Preprint
Keywords: rheumatic fever, T cell dysregulation, CXCR3, immune-modulating therapy, CCL5, IgG3
Abstract:
Background: The pathogenesis of Acute Rheumatic Fever (ARF) is poorly understood, limiting development of immune-modulating therapies to treat ARF and prevent progression to Rheumatic Heart Disease (RHD). This prospective cohort study, which recruited participants with definite ARF in Australia and Aotearoa New Zealand, profiled circulating immune molecules and cells to inform disease mechanisms and future druggable pathways.

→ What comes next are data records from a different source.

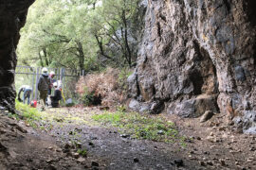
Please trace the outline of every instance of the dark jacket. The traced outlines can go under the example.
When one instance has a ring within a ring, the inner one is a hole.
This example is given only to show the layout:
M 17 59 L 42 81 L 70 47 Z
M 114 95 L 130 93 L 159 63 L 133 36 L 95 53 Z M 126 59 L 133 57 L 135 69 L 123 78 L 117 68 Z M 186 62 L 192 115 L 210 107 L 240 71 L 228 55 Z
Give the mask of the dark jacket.
M 60 89 L 55 89 L 54 95 L 50 96 L 51 99 L 51 106 L 52 107 L 58 107 L 59 101 L 62 99 L 62 92 Z
M 50 79 L 48 75 L 42 75 L 39 78 L 37 88 L 39 91 L 48 91 L 50 85 Z

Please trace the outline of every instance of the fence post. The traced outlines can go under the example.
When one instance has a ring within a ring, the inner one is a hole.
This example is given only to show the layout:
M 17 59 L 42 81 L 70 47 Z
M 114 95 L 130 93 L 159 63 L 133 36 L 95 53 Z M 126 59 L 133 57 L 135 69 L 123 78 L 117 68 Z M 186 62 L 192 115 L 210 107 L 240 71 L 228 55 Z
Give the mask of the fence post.
M 35 97 L 34 97 L 35 100 L 37 100 L 37 96 L 38 96 L 37 84 L 38 84 L 38 81 L 39 81 L 39 71 L 40 71 L 40 68 L 38 67 L 36 69 L 36 87 L 35 87 Z
M 32 77 L 32 97 L 31 99 L 34 99 L 34 89 L 35 89 L 35 69 L 32 67 L 33 70 L 33 77 Z

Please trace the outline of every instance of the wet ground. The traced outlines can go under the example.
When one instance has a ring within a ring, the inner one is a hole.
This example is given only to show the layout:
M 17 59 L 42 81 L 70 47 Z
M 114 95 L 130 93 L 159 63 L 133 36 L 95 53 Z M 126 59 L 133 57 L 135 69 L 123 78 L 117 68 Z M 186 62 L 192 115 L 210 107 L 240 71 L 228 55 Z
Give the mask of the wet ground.
M 256 169 L 256 137 L 237 133 L 223 115 L 202 124 L 162 114 L 189 137 L 181 147 L 94 124 L 90 115 L 102 112 L 99 108 L 47 111 L 53 121 L 41 122 L 42 129 L 2 114 L 0 169 Z

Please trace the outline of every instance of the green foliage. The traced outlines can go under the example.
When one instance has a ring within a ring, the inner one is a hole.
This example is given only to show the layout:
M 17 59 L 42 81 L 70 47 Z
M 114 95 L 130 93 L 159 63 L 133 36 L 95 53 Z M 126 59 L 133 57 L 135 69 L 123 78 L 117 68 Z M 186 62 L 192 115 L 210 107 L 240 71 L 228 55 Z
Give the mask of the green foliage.
M 87 87 L 84 87 L 84 94 L 82 94 L 82 100 L 84 106 L 92 105 L 95 99 L 94 92 L 89 92 Z
M 18 45 L 19 64 L 95 71 L 136 60 L 139 0 L 37 0 Z M 128 39 L 129 37 L 129 39 Z
M 103 114 L 93 115 L 92 118 L 104 125 L 121 128 L 122 130 L 127 130 L 137 139 L 166 143 L 174 141 L 181 143 L 183 139 L 178 135 L 174 123 L 165 121 L 160 117 L 141 115 L 137 112 L 124 112 L 121 110 L 116 112 L 105 111 Z

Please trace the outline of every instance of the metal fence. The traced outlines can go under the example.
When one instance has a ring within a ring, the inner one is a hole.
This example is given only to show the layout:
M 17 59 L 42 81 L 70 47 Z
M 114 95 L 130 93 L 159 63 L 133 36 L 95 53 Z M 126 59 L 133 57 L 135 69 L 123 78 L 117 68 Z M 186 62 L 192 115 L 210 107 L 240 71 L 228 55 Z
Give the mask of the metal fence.
M 22 85 L 29 85 L 32 88 L 31 99 L 38 99 L 37 83 L 42 75 L 43 67 L 17 66 L 15 70 L 15 87 L 19 90 Z M 54 79 L 61 80 L 62 89 L 65 98 L 75 95 L 75 84 L 80 76 L 84 76 L 84 71 L 67 68 L 47 68 L 48 73 L 55 73 Z

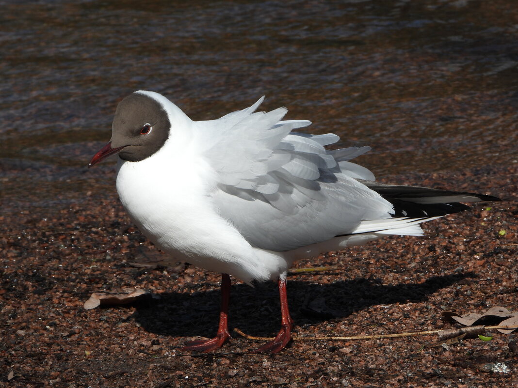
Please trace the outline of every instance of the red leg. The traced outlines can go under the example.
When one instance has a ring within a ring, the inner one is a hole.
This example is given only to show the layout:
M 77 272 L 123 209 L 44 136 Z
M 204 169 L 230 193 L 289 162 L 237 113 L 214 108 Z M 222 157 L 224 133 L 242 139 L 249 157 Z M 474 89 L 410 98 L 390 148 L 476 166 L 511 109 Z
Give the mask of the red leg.
M 277 353 L 285 348 L 291 339 L 293 320 L 290 316 L 290 310 L 288 309 L 285 279 L 279 279 L 279 295 L 281 299 L 281 324 L 282 327 L 272 341 L 255 349 L 252 353 Z
M 182 348 L 182 350 L 196 350 L 208 353 L 219 349 L 231 337 L 228 333 L 228 301 L 230 299 L 230 276 L 221 274 L 221 309 L 218 334 L 212 339 L 190 341 Z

Methods: ARF was compared to four matched control groups (serious streptococcal infections, other inflammatory conditions, RHD, and healthy). Concentrations of 20 cytokines, chemokines, immunoglobulin subclass IgG3, and C-reactive protein were measured. The frequency of all major immune cell populations and expression of activation markers and chemokine receptors were evaluated by spectral flow cytometry.
Findings: While ARF shared some immunological similarities with other inflammatory conditions, including elevated IL-6 and increased CD4+ T cells, disease specific features provided new insight. Elevation of the chemokine CCL5 and IgG3 and a dramatic reduction of CXCR3 chemokine receptor expression across multiple T cell populations distinguished ARF from all other groups. In ARF the CXCR3+ T cells were uncoupled from a cognate chemokine which, together with reduced T regulatory cells, underscore a perturbed T cell compartment in pathogenesis.
Interpretation: Altered T cell migration mediated by CXCR3 within a circulatory environment characterised by elevated CCL5 and IgG3 contribute to ARF immunopathology. This, in conjunction with the broadly inflammatory nature of ARF, provides rationale for exploring currently available immune-modulating therapies to treat ARF.